Discernment Is A Discipline
New babes in Christ must discipline themselves to go beyond the "milk" of the Gospel and begin chewing on "solid food" by studying the whole counsel of God. "For everyone who partakes only of milk is unskilled in the word of righteousness, for he is a babe. But solid food belongs to those who are of full age, that is, those who by reason of use have their senses exercised to discern both good and evil." (Heb. 5:13-14). Spiritual discernment is a discipline and a privilege that only Christians can exercise. Paul wrote: "But the natural man does not receive the things of the Spirit of God, for they are foolishness to him; nor can he know them, because they are spiritually discerned. But he who is spiritual judges all things." (1 Cor. 2:14-16).

How Are We To Judge?
John wrote: "Do not judge according to appearance, but judge with righteous judgment" (John 7:24). Jesus said: "For in the way you judge, you will be judged; and by your standard of measure, it will be measured to you" (Mat. 7:1-5). The instruction Jesus gives for judging others is to make sure you are not guilty of the same error or sin! Paul echoed these words when he wrote: "Do you suppose this, O man, when you pass judgment upon those who practice such things and do the same yourself, that you will escape the judgment of God?" (Rom. 2:3). When we judge, we must judge righteously and with pure hearts!

The Goal of Discernment
As we practice the gift of discernment let us question our motives. Is our objective to be obedient to God's word for the purpose of helping, healing, correcting, warning and sharing in the spirit of love? Does our discernment lead people towards truth and righteous living? Are we concerned for the purity of the body of Christ? Have we come to acknowledge that when the gift of discernment is not exercised, the church cannot be purged of error and sin and the name of Jesus Christ cannot be fully glorified and honored as the Holy Head of His Body, the Church.

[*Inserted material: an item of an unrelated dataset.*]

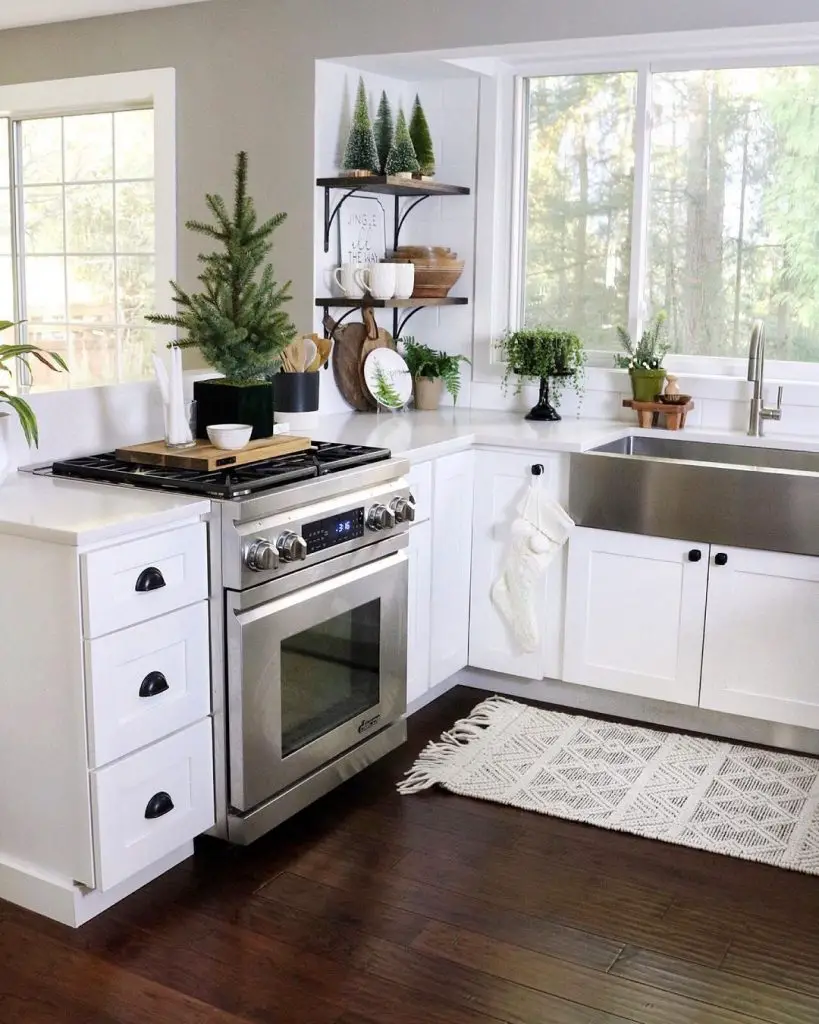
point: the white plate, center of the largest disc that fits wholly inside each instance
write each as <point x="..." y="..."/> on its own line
<point x="387" y="378"/>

The critical issue in the Church today is the purity of the Gospel. That alone is the rudder that must guide the Church through stormy waters that have been stirred up by every wind of doctrine. Take away the ability to discern objective truth and churches turn into cafeterias serving whatever junk food people want instead of the disciplined diet they need for spiritual life and health. Without a steady diet of the whole counsel of God, churches become entertainment centers for goats instead of sanctuaries for the Shepherd's sheep (Mat. 25:32). Unregenerate people, who are never exhorted to examine their faith, will continue attending church to enjoy the music, entertainment and "feel good" messages. Unless these people are confronted with their sin, their need for a Savior and the eternal consequences of a spurious faith, they are destined to hear these terrifying words from Jesus: "'I never knew you; depart from Me" (Mat. 7:23).

May God help us all to be part of the solution and not part of the problem.